Residues from fossil energy production will be used as a source of raw materials for the energy transition.
The US Department of Energy wants to support the treatment of wastewater and the simultaneous recovery of critical raw materials from it. A total of four research and development projects are to benefit from the funding of ten million dollars. The focus is on industrial wastewater that is generated during the production and use of fossil fuels such as crude oil, natural gas and coal.
The funding is intended to develop methods to process these residues for new applications such as the production of hydrogen or the irrigation of non-edible plants. These could include cotton or ornamental plants, for example. Recycling seems all the more important in view of the growing industrial demand for water as a resource; according to the press release, groundwater resources are being depleted due to droughts, particularly in the drier regions of the country, and global warming is exacerbating this trend.

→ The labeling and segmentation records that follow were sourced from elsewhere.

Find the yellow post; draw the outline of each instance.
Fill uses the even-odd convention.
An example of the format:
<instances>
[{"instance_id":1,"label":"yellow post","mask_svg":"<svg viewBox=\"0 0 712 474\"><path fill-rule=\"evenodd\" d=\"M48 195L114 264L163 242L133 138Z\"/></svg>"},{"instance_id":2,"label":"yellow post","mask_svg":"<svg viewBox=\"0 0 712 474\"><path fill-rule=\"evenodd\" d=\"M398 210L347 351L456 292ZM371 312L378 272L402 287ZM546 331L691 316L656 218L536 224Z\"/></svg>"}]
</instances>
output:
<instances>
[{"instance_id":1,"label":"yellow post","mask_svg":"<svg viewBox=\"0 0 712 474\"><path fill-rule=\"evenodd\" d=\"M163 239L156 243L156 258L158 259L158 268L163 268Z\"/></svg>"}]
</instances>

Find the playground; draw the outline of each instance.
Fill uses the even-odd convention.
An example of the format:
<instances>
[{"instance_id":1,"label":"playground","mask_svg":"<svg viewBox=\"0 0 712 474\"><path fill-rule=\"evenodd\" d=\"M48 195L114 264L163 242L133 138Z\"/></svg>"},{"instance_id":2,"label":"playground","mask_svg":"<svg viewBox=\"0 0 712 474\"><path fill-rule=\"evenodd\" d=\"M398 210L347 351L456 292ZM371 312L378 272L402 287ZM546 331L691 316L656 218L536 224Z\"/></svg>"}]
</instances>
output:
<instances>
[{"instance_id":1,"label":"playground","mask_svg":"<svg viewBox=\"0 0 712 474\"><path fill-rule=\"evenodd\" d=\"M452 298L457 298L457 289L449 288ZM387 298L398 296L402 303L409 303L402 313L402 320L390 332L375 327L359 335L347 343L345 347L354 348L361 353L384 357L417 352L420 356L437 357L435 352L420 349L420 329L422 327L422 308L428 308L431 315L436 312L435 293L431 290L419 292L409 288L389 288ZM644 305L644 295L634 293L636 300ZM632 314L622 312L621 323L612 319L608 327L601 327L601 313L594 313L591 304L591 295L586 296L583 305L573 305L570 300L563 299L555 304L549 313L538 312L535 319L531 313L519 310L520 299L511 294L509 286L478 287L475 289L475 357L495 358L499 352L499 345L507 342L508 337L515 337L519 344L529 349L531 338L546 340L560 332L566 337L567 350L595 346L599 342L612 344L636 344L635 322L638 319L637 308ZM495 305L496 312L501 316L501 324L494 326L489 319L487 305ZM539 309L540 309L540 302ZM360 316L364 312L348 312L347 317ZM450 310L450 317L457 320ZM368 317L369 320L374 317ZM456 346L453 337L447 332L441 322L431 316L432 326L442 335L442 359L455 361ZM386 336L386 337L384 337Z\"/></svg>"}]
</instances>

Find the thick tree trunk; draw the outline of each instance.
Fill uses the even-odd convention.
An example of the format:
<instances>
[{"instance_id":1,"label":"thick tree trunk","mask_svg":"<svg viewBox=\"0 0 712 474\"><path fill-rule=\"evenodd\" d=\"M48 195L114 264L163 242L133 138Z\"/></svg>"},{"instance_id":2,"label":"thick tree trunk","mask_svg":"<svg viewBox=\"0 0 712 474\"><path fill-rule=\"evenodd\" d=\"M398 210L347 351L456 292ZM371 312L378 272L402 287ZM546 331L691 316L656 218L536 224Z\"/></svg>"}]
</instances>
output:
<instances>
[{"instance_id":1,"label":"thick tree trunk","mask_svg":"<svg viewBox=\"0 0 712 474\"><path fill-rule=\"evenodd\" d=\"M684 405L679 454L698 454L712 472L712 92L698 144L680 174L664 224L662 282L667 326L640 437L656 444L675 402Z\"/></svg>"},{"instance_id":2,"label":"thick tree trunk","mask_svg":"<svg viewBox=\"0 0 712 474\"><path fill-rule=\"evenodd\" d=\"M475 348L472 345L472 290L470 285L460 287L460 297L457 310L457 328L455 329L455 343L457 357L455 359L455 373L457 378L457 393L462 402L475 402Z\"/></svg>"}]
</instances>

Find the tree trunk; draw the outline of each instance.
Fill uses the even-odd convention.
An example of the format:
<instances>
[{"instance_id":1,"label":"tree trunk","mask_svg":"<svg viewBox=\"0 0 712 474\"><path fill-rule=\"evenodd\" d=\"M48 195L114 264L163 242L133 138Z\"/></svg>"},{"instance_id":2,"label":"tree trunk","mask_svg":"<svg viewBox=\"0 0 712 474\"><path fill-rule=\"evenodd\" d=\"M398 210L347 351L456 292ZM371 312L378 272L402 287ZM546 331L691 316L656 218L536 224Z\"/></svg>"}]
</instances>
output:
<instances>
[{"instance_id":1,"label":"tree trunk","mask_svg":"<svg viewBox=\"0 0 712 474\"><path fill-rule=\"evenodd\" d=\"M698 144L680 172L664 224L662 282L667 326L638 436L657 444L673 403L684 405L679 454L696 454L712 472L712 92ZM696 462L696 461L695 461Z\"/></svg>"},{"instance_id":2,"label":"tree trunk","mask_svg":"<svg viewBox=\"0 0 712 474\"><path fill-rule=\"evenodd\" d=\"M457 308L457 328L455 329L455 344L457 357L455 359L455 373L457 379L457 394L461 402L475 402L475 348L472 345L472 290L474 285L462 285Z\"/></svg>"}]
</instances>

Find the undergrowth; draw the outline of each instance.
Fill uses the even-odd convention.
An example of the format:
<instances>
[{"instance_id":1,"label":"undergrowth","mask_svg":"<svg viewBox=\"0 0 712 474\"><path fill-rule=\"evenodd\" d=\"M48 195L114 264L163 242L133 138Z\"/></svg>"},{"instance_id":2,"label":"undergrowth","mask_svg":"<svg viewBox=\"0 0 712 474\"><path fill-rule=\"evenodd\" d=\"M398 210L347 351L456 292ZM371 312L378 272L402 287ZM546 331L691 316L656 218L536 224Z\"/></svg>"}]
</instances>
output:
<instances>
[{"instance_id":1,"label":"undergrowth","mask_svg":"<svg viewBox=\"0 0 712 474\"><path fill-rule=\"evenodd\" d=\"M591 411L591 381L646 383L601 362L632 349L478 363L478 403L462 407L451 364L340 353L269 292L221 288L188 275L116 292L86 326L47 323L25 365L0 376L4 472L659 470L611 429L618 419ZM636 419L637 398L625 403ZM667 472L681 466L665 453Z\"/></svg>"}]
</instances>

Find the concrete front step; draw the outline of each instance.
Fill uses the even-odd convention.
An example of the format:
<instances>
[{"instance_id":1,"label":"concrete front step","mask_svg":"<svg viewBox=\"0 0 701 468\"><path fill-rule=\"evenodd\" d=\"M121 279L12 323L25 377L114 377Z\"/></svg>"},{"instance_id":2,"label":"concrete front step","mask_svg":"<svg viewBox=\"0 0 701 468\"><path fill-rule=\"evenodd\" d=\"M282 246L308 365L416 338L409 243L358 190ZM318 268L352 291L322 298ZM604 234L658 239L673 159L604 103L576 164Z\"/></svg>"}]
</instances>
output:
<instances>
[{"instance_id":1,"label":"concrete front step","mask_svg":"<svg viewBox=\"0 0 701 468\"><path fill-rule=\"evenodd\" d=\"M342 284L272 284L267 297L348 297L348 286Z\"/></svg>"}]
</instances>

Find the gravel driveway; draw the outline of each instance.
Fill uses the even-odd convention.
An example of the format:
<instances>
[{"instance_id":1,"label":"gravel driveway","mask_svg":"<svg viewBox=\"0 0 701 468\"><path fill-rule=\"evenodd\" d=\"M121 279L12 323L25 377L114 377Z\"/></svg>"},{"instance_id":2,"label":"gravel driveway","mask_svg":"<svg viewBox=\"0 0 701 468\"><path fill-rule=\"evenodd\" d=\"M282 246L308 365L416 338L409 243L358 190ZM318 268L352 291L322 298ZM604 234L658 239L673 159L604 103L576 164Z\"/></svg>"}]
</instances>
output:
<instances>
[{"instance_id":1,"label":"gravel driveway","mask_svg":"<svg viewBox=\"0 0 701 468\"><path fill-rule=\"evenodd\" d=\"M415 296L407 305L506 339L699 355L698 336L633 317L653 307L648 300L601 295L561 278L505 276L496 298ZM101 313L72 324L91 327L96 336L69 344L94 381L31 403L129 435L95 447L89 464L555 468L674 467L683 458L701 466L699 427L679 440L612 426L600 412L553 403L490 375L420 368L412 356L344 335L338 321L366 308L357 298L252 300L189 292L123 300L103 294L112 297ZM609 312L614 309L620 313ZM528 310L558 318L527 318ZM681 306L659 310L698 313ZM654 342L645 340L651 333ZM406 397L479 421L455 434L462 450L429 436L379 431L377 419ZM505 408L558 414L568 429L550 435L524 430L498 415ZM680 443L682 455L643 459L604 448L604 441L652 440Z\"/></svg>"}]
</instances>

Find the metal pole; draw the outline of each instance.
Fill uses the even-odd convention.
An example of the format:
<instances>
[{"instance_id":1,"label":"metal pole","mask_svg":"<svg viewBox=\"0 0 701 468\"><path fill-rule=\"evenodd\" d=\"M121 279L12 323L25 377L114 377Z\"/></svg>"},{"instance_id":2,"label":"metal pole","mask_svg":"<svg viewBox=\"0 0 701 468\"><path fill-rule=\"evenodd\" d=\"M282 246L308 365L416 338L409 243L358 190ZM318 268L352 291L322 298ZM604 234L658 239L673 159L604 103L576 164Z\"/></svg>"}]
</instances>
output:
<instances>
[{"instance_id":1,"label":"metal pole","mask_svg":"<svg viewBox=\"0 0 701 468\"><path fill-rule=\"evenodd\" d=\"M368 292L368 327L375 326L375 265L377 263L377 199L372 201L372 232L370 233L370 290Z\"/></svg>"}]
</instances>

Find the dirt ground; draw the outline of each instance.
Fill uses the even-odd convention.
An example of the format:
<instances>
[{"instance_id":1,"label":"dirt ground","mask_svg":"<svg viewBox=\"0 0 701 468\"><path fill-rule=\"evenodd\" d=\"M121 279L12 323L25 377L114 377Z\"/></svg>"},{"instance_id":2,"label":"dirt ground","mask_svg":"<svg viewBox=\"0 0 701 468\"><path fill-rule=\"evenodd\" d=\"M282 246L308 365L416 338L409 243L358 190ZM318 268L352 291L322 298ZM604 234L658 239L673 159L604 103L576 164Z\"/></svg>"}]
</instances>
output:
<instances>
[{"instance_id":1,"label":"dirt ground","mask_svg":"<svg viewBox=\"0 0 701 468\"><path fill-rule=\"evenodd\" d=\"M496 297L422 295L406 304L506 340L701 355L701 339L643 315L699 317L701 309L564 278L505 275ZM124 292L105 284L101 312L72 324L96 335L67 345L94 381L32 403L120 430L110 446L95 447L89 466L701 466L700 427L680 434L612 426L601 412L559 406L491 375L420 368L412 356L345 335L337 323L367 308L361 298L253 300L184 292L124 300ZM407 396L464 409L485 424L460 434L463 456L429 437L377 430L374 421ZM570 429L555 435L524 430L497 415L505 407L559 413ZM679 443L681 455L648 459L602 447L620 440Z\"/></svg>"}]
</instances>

The wastewater is also set to become a new domestic source of raw materials and contribute to achieving US climate targets, as it contains critical minerals such as rare earths, which are essential for green energy technologies. So far, this type of recycling has not been practiced on a large scale. Many projects are in the development phase. In Germany, for example, researchers led by the Fraunhofer Institute for Interfacial Engineering and Biotechnology IGB are testing how existing wastewater treatment plants can be expanded to include the function of raw material recovery.
However, research institutes proved years ago that wastewater contains valuable raw material residues (we reported). In view of the growing demand and limited availability of minerals such as rare earths, these alternative sources of raw materials could become increasingly important in the future.